La problématique a récemment été abordée publiquement par les Hôpitaux universitaires de Genève: plusieurs cas de racisme et de xénophobie ont été signalés au sein de l’institution, à l’instar du message haineux découvert en octobre dernier sur la porte du bureau d’Aurélie, alors responsable des soins du Département de réadaptation et gériatrie.
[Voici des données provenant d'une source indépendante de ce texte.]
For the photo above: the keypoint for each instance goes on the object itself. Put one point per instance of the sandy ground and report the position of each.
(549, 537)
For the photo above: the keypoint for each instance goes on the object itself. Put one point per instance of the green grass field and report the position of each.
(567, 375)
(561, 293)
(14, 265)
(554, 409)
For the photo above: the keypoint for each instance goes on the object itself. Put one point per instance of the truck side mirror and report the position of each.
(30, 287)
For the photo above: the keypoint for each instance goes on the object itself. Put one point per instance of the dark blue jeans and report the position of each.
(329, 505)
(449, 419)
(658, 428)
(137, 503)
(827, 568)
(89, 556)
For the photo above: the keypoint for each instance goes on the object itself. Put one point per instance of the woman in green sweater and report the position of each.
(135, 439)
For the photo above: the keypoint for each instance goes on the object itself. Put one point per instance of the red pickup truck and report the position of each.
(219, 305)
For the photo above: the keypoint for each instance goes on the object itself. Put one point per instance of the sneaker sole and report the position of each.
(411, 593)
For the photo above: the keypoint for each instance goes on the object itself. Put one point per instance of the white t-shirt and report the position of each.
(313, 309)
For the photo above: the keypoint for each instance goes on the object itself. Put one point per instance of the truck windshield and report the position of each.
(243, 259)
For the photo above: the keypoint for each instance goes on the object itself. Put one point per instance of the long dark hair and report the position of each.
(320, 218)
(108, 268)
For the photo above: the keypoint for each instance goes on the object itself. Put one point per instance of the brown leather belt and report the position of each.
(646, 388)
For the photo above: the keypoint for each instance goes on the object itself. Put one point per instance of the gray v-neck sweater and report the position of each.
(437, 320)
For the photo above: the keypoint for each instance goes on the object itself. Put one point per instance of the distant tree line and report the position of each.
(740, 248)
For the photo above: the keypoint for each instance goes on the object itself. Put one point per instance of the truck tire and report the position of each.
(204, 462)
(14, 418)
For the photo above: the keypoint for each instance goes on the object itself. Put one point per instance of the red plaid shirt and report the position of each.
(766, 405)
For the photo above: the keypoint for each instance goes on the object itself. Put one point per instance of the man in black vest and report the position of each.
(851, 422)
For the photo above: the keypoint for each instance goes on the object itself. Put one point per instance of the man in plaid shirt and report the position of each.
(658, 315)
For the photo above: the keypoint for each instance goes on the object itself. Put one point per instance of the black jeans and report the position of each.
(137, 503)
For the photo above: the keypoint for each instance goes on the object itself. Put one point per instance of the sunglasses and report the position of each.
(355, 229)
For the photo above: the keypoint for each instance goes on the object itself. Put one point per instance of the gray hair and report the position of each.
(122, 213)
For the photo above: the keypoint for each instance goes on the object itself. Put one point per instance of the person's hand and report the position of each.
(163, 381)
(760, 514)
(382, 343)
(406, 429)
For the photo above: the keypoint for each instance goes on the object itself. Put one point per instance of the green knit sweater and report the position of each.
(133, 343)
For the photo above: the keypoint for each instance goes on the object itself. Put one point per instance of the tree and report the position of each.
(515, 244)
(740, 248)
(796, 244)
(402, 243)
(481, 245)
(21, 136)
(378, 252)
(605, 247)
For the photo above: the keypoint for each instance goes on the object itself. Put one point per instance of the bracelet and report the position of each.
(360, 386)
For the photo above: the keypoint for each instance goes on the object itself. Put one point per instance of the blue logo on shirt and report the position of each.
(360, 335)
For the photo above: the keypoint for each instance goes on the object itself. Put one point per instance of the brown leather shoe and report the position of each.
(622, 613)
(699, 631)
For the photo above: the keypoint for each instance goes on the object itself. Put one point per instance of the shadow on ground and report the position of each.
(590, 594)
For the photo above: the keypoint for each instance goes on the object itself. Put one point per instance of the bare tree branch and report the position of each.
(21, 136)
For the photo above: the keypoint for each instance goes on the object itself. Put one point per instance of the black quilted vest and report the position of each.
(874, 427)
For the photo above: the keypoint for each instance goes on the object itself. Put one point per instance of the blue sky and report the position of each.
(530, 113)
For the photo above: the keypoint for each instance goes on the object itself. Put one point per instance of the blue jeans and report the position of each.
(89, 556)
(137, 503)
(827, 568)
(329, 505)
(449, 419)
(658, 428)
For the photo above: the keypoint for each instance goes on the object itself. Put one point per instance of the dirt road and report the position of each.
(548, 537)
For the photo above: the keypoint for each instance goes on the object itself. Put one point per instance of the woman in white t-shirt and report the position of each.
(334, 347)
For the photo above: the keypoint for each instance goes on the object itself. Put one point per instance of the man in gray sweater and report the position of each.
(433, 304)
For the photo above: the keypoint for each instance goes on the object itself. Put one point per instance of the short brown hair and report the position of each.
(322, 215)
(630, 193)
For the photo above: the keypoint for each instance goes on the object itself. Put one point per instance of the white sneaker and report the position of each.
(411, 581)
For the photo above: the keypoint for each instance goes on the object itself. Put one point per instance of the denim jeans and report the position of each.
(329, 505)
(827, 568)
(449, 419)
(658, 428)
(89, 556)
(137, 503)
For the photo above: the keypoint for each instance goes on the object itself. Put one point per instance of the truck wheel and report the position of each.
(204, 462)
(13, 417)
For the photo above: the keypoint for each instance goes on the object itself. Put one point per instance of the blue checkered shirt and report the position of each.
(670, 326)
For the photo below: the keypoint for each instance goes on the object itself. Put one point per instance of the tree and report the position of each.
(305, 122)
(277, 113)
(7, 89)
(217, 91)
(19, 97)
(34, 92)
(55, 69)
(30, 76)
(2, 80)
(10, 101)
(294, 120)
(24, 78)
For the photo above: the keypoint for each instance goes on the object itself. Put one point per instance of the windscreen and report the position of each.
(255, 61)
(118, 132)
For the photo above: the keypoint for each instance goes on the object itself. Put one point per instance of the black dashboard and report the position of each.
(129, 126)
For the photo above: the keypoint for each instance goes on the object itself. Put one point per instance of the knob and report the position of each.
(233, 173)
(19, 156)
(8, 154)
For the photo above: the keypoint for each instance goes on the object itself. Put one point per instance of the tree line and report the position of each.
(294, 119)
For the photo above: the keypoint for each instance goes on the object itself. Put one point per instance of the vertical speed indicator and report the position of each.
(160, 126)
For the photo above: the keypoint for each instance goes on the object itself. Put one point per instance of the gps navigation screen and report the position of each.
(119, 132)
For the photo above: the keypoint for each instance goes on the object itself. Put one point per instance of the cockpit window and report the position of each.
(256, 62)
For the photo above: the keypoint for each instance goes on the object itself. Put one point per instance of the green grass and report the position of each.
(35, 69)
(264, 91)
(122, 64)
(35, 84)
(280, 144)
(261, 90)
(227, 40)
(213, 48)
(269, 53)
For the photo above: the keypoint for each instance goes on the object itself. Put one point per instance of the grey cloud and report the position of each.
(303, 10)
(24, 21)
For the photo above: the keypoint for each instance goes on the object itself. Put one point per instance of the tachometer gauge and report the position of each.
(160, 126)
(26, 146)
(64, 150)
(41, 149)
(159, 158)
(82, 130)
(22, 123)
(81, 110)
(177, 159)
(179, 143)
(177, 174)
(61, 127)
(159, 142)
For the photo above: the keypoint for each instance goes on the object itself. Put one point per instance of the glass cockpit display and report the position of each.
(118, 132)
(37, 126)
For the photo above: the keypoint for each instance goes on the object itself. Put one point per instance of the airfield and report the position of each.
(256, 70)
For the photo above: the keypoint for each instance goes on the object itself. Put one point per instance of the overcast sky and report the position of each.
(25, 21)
Ce mercredi 18 février, l’établissement publie les résultats d’un sondage mené dans ce même département afin d’en mesurer l’ampleur. Au total, 487 collaboratrices et collaborateurs sur 1'700 – soit près de 29% – ont répondu au questionnaire. Les conclusions sont sans équivoque: elles mettent en lumière «une réalité que nous ne pouvons ni minimiser ni contourner», déclare
Robert Mardini, directeur général des HUG, dans une
publication sur les réseaux sociaux.
Plus de 120 collaborateurs se disent victimes...
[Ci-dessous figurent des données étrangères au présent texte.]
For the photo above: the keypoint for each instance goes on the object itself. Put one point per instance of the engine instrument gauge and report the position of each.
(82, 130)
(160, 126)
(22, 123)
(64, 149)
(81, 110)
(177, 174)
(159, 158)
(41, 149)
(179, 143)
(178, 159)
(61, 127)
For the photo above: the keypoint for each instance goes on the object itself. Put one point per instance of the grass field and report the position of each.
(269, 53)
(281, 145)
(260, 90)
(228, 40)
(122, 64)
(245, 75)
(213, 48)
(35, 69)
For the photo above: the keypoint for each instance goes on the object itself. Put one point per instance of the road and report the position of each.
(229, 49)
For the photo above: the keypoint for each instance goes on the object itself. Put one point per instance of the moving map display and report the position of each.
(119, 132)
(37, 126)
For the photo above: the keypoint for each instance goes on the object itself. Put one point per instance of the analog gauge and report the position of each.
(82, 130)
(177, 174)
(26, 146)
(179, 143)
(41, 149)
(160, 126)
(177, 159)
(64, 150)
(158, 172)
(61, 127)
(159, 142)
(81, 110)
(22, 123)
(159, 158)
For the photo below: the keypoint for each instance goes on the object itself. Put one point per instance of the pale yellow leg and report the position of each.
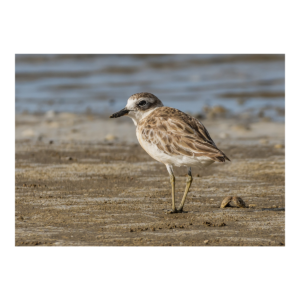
(172, 180)
(187, 188)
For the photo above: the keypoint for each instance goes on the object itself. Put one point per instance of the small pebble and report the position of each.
(226, 202)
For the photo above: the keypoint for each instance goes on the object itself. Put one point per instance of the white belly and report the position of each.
(174, 160)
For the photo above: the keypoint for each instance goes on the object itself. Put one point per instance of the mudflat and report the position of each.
(83, 180)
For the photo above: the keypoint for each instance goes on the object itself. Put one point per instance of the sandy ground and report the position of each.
(83, 180)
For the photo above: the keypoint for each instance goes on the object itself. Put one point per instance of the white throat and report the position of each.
(138, 115)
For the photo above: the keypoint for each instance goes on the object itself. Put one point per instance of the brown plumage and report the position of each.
(176, 133)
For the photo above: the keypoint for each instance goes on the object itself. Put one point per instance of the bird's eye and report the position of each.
(142, 103)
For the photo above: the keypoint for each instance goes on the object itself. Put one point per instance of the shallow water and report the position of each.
(103, 83)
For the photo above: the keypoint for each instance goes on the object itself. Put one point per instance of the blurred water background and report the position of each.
(253, 85)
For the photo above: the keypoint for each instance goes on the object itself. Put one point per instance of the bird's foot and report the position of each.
(176, 211)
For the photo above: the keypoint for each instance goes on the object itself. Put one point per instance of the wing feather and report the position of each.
(176, 133)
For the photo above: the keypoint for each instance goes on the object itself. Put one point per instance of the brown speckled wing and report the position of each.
(176, 133)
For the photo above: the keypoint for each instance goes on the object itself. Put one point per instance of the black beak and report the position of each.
(120, 113)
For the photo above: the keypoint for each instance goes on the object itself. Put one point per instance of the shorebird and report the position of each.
(171, 137)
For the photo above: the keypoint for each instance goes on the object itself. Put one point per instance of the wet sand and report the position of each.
(83, 180)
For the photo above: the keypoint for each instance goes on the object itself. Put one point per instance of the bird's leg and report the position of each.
(172, 180)
(187, 187)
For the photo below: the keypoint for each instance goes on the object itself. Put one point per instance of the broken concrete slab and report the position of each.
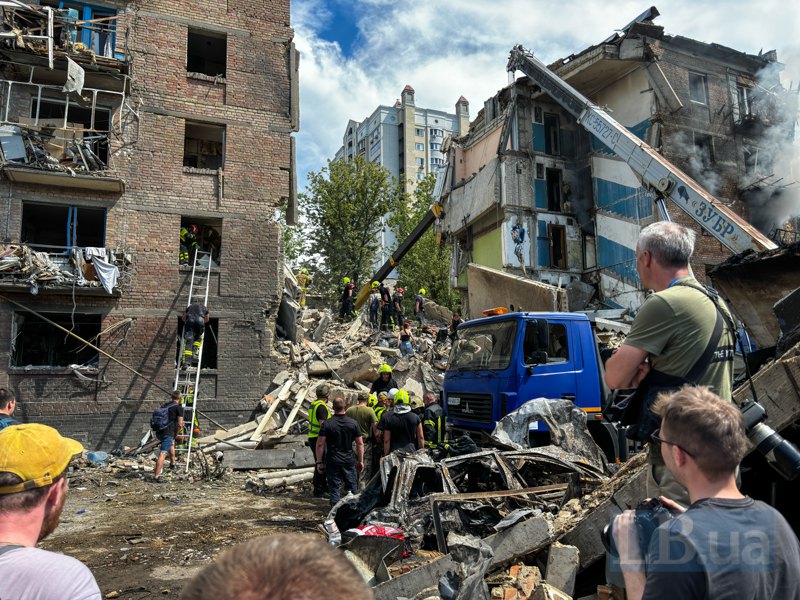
(489, 288)
(521, 539)
(361, 367)
(562, 567)
(324, 321)
(274, 458)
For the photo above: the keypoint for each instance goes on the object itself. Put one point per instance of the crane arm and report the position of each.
(655, 172)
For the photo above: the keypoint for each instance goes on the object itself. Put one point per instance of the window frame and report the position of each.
(703, 80)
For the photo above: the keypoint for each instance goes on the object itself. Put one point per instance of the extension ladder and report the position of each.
(187, 376)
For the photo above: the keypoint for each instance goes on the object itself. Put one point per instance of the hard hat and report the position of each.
(401, 397)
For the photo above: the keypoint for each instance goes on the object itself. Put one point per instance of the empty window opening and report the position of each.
(204, 146)
(37, 343)
(698, 90)
(554, 190)
(53, 228)
(206, 53)
(555, 346)
(704, 150)
(209, 347)
(558, 246)
(72, 125)
(551, 134)
(200, 234)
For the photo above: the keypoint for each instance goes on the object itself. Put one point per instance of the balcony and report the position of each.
(52, 269)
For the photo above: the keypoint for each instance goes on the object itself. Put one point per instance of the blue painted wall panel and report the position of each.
(542, 245)
(617, 259)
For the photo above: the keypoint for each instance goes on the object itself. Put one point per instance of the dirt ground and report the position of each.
(144, 540)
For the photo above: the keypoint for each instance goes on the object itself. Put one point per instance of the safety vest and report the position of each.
(313, 423)
(434, 417)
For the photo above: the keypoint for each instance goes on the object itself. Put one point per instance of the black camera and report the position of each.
(781, 454)
(649, 515)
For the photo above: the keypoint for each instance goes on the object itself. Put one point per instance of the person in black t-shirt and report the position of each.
(167, 436)
(335, 444)
(194, 326)
(725, 545)
(402, 429)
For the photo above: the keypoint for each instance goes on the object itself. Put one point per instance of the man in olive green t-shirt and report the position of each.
(671, 331)
(367, 421)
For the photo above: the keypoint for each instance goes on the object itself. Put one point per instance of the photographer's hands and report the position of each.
(631, 559)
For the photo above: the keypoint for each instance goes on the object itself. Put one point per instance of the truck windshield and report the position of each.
(487, 346)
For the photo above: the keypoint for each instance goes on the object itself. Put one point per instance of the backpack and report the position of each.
(8, 421)
(159, 420)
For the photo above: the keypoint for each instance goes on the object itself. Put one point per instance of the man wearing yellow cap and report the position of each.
(33, 489)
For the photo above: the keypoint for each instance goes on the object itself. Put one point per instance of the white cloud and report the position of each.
(449, 48)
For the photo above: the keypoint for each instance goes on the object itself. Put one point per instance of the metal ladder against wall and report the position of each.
(187, 377)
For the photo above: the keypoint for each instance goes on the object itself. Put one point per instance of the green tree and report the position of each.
(343, 208)
(426, 265)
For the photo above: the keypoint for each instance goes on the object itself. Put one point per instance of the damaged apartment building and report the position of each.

Concrètement, un quart des répondants (26,5%) affirment avoir été victimes de racisme. Cette proportion atteint 44% parmi les personnes racisées, contre 19% chez les personnes non racisées; pour ces dernières, la nationalité – dans un contexte marqué par la forte présence de travailleurs transfrontaliers – apparaît comme le principal facteur de discrimination.
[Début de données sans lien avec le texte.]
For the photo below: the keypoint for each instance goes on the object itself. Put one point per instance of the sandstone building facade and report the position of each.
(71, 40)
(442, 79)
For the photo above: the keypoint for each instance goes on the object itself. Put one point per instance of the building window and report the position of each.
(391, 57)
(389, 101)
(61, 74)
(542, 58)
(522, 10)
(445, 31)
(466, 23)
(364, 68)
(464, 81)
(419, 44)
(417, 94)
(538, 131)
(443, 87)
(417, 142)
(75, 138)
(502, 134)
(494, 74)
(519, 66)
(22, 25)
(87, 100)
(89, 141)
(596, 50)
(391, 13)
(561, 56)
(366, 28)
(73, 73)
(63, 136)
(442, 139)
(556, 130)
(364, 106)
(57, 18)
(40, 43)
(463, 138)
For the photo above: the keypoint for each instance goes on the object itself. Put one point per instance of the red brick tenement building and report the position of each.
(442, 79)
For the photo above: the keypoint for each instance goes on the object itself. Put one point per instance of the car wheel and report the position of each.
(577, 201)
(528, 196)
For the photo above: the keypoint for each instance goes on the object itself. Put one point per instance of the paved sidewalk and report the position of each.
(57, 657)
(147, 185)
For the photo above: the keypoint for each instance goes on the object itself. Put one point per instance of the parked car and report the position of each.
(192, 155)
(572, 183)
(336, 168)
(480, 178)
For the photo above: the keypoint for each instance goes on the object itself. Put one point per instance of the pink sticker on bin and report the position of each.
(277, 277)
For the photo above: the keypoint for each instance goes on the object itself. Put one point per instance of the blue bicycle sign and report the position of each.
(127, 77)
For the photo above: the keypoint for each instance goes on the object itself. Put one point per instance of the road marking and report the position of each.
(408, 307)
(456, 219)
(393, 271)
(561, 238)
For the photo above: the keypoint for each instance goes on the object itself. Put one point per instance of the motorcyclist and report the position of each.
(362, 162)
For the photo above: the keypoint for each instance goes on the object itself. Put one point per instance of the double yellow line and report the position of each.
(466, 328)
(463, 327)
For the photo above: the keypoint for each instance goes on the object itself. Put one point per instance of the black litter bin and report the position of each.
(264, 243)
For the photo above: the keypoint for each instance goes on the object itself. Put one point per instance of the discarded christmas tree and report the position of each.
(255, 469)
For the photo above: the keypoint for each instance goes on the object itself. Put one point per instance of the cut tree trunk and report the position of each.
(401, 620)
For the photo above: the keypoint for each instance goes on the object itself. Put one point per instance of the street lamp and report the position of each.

...et près d'un sur deux se dit témoin de racisme
Par ailleurs, 44% des participants indiquent avoir assisté à des faits de racisme. Deux personnes sur trois (65%) estiment toutefois que l’environnement professionnel des HUG n’est pas marqué par un racisme systémique.
En outre, 22% du personnel médico-soignant déclare avoir été «témoin de situations où des patientes et patients auraient été victimes de racisme», souligne l’institution dans un
communiqué, ajoutant que «de telles situations peuvent influencer la qualité de la prise en charge, notamment par des stéréotypes ou un manque d’écoute».
Interrogée par la
«RTS»,
Clarisse Di Rosa, responsable de la diversité et de l'inclusion aux HUG, explique que «nous avons pu exclure qu'il s'agissait de cas isolés (...), la réponse doit donc, elle aussi, être globale, collective et structurelle».
Renforcement des mesures
Face à ce constat, la direction rappelle avoir mis en place diverses mesures dès les premiers signalements en 2025, notamment dans le cas concernant Aurélie: deux dénonciations pénales ont été déposées, une dizaine d’entretiens de service ont été menés et des sanctions disciplinaires ont été prononcées. Parallèlement, des ateliers de sensibilisation, une campagne institutionnelle ainsi qu’un programme d’accompagnement renforcé destiné aux cadres et aux équipes ont été déployés.
Les HUG rappellent en outre que les propos et comportements racistes sont susceptibles de poursuites administratives ou pénales et encouragent les victimes à recourir au dispositif de signalement mis à leur disposition.
Parmi les principaux leviers d’action appelés à être renforcés figurent les mécanismes de signalement et de suivi, l’information interne ainsi que les actions de formation. Le sondage devrait par ailleurs être étendu à l’ensemble de l’institution en 2026 «afin de cibler les interventions nécessaires».
Transfert à un autre poste: une «mesure de protection»
Enfin, la direction des HUG revient sur la situation d’Aurélie, alors que plusieurs
mobilisations de soutien ont eu lieu à Genève, dénonçant notamment son transfert vers un autre poste. L’institution justifie cette décision «afin de préserver sa santé, sa sécurité, sa sérénité et celles de toutes les parties impliquées»: un poste équivalent, aux mêmes conditions, lui a été attribué dans un autre département, assorti d’une alternative professionnelle adaptée à sa situation et à ses compétences.
«Cette mesure de protection vise également à garantir la continuité des activités du département et à assurer la qualité des soins. Ces dispositions ont pour objectif de préserver ses droits, son intégrité ainsi que le climat de travail, en vue d’un retour en poste dans un environnement apaisé», précise encore la direction.
Lors de la mobilisation de soutien à Aurélie le 10 février, plusieurs participants ont toutefois vivement contesté cette approche: «En 2026, on peut encore te traiter de nègre et te faire quitter ton travail pour te “protéger”», dénonçait l’un des manifestants.